Según Habermas, las condiciones aludidas son indispensables para el acuerdo y el entendimiento, condiciones indispensables para la creación de nuevas instituciones, de nuevas “reglas del juego”. En consecuencia, si el acuerdo y el entendimiento no se logran, entonces muchos miembros de la comunidad quedan excluidos y el juego social y económico se perturba; deja de ser inclusivo; excluye a una parte de la sociedad que puede resultar significativa por el número de personas que la compone.

En suma: la creación de nuevas instituciones incluyentes es una tarea cuyos logros son necesarios para un buen funcionamiento de la economía. Y estas nuevas reglas, a su vez, sólo pueden crearse e implantarse por intermedio de acciones comunicativas públicas, y legítimas en el sentido que se ha esbozado en los párrafos precedentes.

Si ahora nos preguntamos ¿por qué no crece la productividad? acaso la respuesta podría ser siquiera parcialmente: Porque no tiene ningún significado válido en el contexto institucional en que viven aquellos que podrían influir en su mejoría. Esta situación se conecta con la noción de anomia postulada por Durkheim, ya en 1879 y que consiste en la incapacidad de una parte considerable de la población de una comunidad de incorporarse a la vida social debido a la no comprensión de los mecanismos institucionales (reglas del juego) que deben seguirse para hacerlo.

Finalmente, es posible que los problemas económicos no se resuelvan porque su solución no depende sólo de las recomendaciones y preceptos que pueden desprenderse de una teoría económica aislada de su sustrato social. Una economía eficiente y eficaz depende también de que otros aspectos de la vida comunitaria contribuyan a la inteligibilidad del sentido de la vida de sus miembros. No saber por qué y para qué se hace algo que no tiene ningún significado para la vida de quien lo hace y que resulta impuesto por la voluntad de terceros es una condición que limita severamente el desempeño económico en casi todos sus aspectos.

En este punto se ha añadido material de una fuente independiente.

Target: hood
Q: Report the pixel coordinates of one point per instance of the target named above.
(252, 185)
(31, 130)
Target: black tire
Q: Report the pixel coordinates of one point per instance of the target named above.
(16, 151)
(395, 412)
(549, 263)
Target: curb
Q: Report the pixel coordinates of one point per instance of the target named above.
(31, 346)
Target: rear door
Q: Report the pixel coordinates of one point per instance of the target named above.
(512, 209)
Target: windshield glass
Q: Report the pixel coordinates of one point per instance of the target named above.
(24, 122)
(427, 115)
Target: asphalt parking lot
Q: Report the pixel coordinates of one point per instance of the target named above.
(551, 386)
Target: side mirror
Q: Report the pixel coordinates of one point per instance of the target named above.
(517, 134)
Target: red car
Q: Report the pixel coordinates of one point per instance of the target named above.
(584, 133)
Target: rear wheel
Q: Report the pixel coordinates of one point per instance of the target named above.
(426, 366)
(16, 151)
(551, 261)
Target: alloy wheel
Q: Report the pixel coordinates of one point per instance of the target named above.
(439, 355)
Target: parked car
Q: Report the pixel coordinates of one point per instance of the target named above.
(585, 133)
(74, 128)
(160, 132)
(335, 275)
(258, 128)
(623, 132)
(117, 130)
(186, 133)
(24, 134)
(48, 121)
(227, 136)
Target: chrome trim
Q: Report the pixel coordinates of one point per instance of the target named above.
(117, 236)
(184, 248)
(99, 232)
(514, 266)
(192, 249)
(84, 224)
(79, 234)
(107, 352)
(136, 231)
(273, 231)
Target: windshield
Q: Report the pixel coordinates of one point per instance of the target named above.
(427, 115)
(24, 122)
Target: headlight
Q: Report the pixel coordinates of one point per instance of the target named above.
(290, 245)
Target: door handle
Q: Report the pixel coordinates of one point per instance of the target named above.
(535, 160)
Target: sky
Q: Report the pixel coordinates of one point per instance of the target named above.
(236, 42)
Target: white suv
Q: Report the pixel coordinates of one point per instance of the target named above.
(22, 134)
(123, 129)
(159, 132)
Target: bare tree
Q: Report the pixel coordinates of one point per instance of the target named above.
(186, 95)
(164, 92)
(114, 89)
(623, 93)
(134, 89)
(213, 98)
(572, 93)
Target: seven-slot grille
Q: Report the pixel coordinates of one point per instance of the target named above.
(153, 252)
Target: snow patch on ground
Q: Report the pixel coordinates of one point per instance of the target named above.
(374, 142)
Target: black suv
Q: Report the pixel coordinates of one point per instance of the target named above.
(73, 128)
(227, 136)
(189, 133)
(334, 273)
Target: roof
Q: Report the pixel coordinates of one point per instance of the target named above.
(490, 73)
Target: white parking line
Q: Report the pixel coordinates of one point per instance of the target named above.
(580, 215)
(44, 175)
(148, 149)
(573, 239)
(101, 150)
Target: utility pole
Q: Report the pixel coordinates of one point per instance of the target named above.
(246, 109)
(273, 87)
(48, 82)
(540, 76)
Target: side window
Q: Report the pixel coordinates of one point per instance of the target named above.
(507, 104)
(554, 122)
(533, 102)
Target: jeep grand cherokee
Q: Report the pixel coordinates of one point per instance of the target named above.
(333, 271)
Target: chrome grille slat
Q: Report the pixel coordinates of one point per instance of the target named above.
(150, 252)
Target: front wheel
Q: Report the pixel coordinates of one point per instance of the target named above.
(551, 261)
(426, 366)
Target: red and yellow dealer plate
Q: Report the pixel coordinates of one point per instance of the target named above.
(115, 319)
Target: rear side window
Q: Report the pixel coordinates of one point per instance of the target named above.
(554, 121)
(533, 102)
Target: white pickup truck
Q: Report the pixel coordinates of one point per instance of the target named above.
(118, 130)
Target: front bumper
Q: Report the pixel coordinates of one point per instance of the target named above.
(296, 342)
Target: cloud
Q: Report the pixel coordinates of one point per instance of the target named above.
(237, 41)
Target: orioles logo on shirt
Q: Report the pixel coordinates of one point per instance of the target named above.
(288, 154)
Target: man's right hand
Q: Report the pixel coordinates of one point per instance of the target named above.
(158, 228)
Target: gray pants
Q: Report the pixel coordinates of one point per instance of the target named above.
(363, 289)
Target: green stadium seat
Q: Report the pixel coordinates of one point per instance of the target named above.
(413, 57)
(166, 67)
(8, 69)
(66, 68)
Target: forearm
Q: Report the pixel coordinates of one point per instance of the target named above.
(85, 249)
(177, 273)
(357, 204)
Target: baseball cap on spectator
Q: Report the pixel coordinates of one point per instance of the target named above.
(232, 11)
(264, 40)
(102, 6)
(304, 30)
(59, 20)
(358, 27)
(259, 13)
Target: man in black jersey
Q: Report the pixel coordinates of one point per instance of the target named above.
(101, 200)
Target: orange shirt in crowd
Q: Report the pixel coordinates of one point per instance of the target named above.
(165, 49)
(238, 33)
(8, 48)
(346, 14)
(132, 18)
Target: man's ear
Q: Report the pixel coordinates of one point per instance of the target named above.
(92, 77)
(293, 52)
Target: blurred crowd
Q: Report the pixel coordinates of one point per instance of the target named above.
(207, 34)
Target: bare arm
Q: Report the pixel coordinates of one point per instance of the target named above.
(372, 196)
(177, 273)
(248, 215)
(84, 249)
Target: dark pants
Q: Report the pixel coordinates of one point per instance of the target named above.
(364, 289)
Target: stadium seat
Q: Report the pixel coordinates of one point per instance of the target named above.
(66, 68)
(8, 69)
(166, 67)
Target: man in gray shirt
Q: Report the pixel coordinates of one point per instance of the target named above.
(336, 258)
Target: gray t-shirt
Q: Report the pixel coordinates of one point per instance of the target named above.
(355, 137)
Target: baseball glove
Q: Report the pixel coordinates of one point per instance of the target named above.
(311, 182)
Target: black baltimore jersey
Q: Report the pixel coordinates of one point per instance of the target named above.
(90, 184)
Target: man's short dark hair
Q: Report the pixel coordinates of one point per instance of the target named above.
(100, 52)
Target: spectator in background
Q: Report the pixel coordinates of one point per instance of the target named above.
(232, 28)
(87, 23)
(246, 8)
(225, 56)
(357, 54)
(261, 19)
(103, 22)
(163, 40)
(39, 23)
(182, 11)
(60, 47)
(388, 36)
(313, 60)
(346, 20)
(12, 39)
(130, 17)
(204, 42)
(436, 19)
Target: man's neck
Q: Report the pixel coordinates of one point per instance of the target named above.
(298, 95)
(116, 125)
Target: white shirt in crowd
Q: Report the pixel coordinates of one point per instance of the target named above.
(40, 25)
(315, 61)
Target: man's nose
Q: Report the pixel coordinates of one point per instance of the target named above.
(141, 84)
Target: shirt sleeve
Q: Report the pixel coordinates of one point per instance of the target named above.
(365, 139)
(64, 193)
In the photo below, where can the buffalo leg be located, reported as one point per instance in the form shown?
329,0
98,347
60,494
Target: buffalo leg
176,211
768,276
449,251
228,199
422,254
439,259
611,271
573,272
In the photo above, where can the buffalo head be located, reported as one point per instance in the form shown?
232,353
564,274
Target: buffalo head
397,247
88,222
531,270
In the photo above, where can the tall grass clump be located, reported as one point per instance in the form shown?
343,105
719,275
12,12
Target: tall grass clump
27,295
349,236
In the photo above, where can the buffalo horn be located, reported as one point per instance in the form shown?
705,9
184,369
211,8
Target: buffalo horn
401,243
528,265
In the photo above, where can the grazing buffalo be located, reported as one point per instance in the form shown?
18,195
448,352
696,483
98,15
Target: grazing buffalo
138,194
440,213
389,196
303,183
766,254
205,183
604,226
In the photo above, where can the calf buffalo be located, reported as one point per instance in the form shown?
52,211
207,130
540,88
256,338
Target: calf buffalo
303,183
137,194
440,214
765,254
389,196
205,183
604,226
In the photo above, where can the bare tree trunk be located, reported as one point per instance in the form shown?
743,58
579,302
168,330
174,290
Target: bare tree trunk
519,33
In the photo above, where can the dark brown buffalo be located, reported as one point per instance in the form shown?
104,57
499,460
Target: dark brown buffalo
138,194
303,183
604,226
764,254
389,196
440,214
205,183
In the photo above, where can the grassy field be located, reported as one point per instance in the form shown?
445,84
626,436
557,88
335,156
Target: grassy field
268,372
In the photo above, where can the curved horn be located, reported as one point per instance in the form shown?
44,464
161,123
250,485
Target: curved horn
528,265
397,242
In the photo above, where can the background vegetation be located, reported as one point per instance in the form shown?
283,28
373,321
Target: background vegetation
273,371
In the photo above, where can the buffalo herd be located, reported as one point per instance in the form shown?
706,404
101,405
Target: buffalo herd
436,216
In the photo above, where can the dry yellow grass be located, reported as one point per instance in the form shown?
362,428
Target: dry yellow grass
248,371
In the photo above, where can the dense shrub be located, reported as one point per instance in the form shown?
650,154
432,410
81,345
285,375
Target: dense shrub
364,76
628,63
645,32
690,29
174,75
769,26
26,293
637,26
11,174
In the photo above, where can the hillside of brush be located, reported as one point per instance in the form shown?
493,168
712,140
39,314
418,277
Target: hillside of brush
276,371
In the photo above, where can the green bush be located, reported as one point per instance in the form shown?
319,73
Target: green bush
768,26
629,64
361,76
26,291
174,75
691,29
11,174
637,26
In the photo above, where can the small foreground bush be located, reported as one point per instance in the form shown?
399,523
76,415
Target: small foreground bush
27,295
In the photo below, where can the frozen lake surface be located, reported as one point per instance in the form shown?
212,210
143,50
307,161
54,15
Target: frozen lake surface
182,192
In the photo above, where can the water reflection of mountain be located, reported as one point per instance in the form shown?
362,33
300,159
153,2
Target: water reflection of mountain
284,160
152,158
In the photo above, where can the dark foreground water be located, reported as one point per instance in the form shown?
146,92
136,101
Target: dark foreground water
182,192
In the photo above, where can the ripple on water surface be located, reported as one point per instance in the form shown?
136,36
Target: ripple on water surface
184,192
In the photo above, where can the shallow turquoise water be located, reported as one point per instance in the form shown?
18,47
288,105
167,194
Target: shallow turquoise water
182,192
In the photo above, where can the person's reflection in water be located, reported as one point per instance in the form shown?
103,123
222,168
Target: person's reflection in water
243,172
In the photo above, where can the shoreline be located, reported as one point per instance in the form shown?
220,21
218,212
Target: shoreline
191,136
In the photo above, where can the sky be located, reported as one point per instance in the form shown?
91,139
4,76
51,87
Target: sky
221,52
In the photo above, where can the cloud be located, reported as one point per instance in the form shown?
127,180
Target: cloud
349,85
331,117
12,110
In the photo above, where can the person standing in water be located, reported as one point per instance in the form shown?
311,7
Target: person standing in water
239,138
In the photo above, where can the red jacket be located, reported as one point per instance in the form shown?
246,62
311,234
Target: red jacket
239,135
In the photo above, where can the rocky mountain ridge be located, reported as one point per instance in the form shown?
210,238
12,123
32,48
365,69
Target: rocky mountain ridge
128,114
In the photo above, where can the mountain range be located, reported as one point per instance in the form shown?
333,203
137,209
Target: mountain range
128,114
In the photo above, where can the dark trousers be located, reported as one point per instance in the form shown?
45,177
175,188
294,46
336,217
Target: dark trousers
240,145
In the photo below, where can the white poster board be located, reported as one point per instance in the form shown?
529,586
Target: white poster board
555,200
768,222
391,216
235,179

Termino con una observación que debo a Stephen Wolfram (A New Kind of Science. Un Nuevo Tipo de Ciencia). Parece que el paradigma científico imperante en el sentido de que los problemas complejos requieren soluciones igualmente complejas no se cumple en todos los casos: Hay problemas extraordinariamente complejos, dice Wolfram, cuya solución es muy simple. Nada más no hay que perder de vista que lo extraordinariamente simple casi siempre se nos escapa.